We are then left with the undaunting chore of trying to process the loss, while living with an illness that creates enough loss without adding those losses to it, but invetiably it is in fact what happens.

So we must decide to either crumble or we decide to let that decison be the person making it be theirs alone. Its called accepting and not having an expectation, when in fact if you were living with any other type of terminal illness you would be expected to have expectations of others. So we try our best to focus on what I call “the Wins”, focus on doing what we can to help others and have a positive impact on those living with the illness.

Sometimes you worry that people think you are arrogant or full of yourself because of the work you do so this of course causes us to sometimes question it all, and yet all you have ever really wanted is to make a difference for others so people don’t have to feel the way you felt when you were diagnosed. And then that thing happens that thing that says, to those who want to disbelief its ok, to those who need to walk away or have a reduced relationship its ok, we make it ok for others instead of them making it ok for us, but then that thing happens yup time to tell you what that is.

Then you are talking with someone who reminds you of whats really important so I am going to quote from my conversation last night when discussing how it feels at times ” Those who feel you are arrogant are not seeing clearly. You are anything but Arrogant so don’t listen because I would suggest those individuals are feeling some jealousy verses loads of joy for you. give your energy only to the positive people and the negative ones will step aside.”

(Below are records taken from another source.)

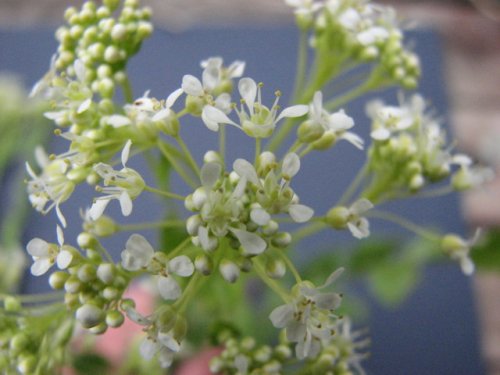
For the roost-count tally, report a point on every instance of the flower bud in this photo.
(114, 318)
(106, 272)
(203, 264)
(338, 217)
(57, 280)
(281, 239)
(89, 315)
(309, 131)
(229, 270)
(275, 268)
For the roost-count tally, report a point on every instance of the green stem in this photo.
(164, 193)
(127, 91)
(300, 75)
(405, 223)
(222, 143)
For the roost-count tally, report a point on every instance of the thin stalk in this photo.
(127, 91)
(300, 75)
(404, 223)
(308, 230)
(164, 193)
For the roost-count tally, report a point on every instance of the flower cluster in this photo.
(242, 215)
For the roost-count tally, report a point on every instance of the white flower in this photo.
(51, 185)
(128, 184)
(459, 249)
(45, 254)
(357, 224)
(167, 285)
(309, 317)
(137, 254)
(337, 123)
(256, 120)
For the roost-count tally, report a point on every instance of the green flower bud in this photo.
(275, 268)
(27, 364)
(106, 272)
(203, 264)
(110, 293)
(338, 217)
(114, 318)
(57, 280)
(281, 239)
(89, 315)
(309, 131)
(12, 304)
(73, 285)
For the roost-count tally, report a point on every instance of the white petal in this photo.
(38, 247)
(148, 349)
(293, 111)
(64, 259)
(60, 216)
(380, 134)
(85, 105)
(138, 246)
(213, 116)
(210, 173)
(117, 121)
(340, 121)
(162, 114)
(300, 213)
(126, 152)
(291, 165)
(239, 190)
(467, 265)
(259, 216)
(98, 208)
(203, 237)
(168, 287)
(192, 85)
(361, 206)
(248, 91)
(169, 342)
(354, 139)
(181, 265)
(125, 204)
(172, 98)
(236, 69)
(281, 316)
(361, 229)
(252, 243)
(244, 169)
(40, 266)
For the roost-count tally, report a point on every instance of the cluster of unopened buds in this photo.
(240, 215)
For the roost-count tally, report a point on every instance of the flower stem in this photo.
(405, 223)
(164, 193)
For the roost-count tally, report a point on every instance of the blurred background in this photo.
(470, 36)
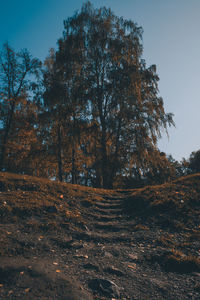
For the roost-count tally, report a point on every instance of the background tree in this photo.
(16, 73)
(121, 94)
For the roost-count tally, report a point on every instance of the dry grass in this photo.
(174, 205)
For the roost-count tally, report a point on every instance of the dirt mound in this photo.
(61, 241)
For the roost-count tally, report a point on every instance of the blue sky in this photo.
(171, 40)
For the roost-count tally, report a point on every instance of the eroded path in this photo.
(110, 257)
(106, 252)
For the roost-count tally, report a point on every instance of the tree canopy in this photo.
(101, 114)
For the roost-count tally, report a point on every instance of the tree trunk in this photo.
(5, 137)
(60, 172)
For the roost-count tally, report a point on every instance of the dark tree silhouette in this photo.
(16, 73)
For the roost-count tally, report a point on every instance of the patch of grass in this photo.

I so appreciated and needed those words, which then carried me into today to meet with a lady who herself has been diagnosed, we sat at the park, she told me reading my book and meeting me saved her life and changed everything for her. We talked for hours I gave her literature on DAI, so she could get more support, it was uplifting for me and again that reminder why I must continue to fight to stay well living with my dementia, regardless of what others think, or somehow believe I should be. I have definetly changed, I am no longer who I was, I struggle for more than most see, but thats because they only see the parts that make it look easy they don’t see the hours and days, it takes and the exhaustion after, holding yourself upright for hours to manage part of a day. Coming back home I messaged this lady to let her know I enjoyed our visit today. The response I got again verifies to all who question if they should keep doing the advocating and speaking out for others, how truly important it is. ” Thank you so much, I’m so excited to know there are things I can do—People I can talk to__ you have opened up a whole new world to me and I am so grateful. Plus you are kind of a cool lady!

These are those things that happen, somehow when we need it most.. to be reminded, that we should be proud of the work we do and we should ‘nt let the nay sayers stop us from reaching out and helping others and making a difference in the way we can. We may not be able to do alot of things we once did, we may not do things the way we once did, but we do and should continue in ways that are meaningful to us and contributes to us having meaning and purpose in our lives again, and we should never ever apologize for it.